Nate Prosser’s steady work on the Wild blue line stood out during a recent Western road swing.
Marcio Jose Sanchez • Associated Press,
Prosser's steady defense for Wild includes an occasional scuffle
- Article by: Michael Russo
- Star Tribune
- February 3, 2014 - 7:26 AM
Nate Prosser didn’t know what he did to get underneath Jamie McGinn’s skin, but when the Colorado Avalanche forward took the opportunity to nail the Wild defenseman with a second solid check Thursday night, Prosser didn’t hesitate.
“I straight-lined at him and I was ready to do it and he was, too,” Prosser said. “We even got down to the ice, and he was like, ‘Great fight.’ I said, ‘Dude, I finally had to say enough’s enough.’ He said, ‘Yeah, I totally respect that.’ He just said, ‘That’s the way I had to play tonight.’
“But I finally had to stick up for myself and do something about it. It was a good time. We were down 4-1 at the start of the third, so I tried to change something around.”
Prosser’s fight seemed to elevate the Wild bench. The team dominated the third period and scored three goals before falling short in its comeback during an eventual 1-1-2 road trip.
If you watch the Wild, you know few players get hit harder than Prosser. McGinn’s first run at Prosser will surely be seen on in-arena “hard hit” video packages throughout the NHL for some time. Two games earlier, San Jose defenseman Brad Stuart hit Prosser like a freight train. In Calgary, Brian McGrattan checked Prosser off his skates.
“I can take hits,” Prosser said. “That’s all part of the game, and that’s kind of the name of my game for me. If I need to be that first man back and take that hit to make a play, then I’ve got to do it.
“The McGinn one, that puck needs to get north. I’m at the blue line, I can’t turn it over there. The Stuart one, it’s my job to get to the red line and get that puck deep, whether I put myself in harm’s way or not.”

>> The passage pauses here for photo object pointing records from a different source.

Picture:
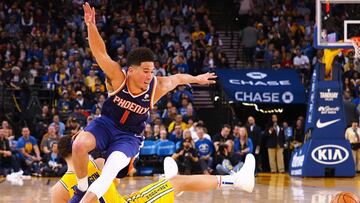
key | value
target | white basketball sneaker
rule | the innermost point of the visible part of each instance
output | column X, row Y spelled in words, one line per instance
column 245, row 178
column 170, row 167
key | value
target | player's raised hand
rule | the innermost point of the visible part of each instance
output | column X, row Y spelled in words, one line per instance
column 206, row 78
column 89, row 14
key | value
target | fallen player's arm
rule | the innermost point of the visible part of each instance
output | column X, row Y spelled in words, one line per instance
column 59, row 194
column 168, row 83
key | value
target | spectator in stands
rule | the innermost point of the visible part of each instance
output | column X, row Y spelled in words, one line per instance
column 42, row 121
column 48, row 139
column 249, row 37
column 163, row 136
column 205, row 150
column 187, row 159
column 29, row 152
column 72, row 126
column 243, row 144
column 8, row 160
column 81, row 101
column 225, row 162
column 301, row 62
column 61, row 125
column 180, row 64
column 64, row 103
column 99, row 104
column 254, row 133
column 223, row 136
column 148, row 133
column 275, row 144
column 298, row 135
column 195, row 63
column 156, row 132
column 178, row 121
column 353, row 135
column 7, row 129
column 176, row 135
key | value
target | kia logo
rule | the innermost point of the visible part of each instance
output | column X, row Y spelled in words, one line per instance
column 256, row 75
column 329, row 154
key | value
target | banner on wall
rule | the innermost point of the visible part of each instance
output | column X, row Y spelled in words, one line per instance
column 281, row 86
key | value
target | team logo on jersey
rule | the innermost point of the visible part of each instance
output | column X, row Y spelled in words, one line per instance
column 146, row 98
column 131, row 106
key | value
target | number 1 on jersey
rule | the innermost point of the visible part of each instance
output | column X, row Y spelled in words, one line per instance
column 124, row 117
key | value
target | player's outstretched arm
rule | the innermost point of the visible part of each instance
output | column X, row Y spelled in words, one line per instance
column 168, row 83
column 98, row 49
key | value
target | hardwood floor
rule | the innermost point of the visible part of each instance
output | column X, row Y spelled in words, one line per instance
column 269, row 188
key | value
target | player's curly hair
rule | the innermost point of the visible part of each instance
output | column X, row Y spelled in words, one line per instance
column 65, row 146
column 138, row 55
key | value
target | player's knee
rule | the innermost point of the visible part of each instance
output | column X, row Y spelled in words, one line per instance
column 82, row 144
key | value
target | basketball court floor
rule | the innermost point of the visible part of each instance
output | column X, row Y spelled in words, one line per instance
column 269, row 188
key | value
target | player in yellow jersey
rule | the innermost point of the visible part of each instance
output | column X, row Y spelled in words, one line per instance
column 162, row 191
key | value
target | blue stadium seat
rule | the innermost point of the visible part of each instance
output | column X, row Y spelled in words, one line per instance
column 166, row 148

From Nov. 27 to Dec. 22, Prosser was scratched 13 consecutive games. He has now played 19 consecutive games, and in 14 games assuming injured Jared Spurgeon’s role, he is plus-7 with two game-winning goals and two assists.
Prosser, often the Wild’s seventh or eighth defenseman since signing out of Colorado College, has long wanted to play consistently for the Wild. He has gotten that chance and has brought consistent play.
“I’ve been very happy with him,” coach Mike Yeo said. “It’s not like we’re hiding him out there. We’re playing him against top lines, and we’re playing him in a very important role. He’s been a physical presence. We know what we’re going to get from him. The way he moves the puck, he’s going to make a smart play, and defendingwise, he’s a tough guy to play against.”
Spurgeon is close to returning from a broken foot, possibly as soon as Tuesday against Tampa Bay. That means a defenseman will have to come out of the lineup. It’ll either be Prosser, Clayton Stoner or Keith Ballard, and Yeo has praised them all lately.
“I don’t think it’s a sense of, ‘Uh-oh, we better amp up our game,’ ” Prosser said. “But obviously when he comes back, he’ll probably be in the lineup. We know that. So we have to play well.
“This was the opportunity I was looking for. I feel I’ve been playing well. I give a lot of credit to my partner, [Marco] Scandella. He’s made it a lot easier on me. We’re communicating and comfortable playing with each other. I’m confident with where my game is at, and I want to stay where I’m at and keep playing well.”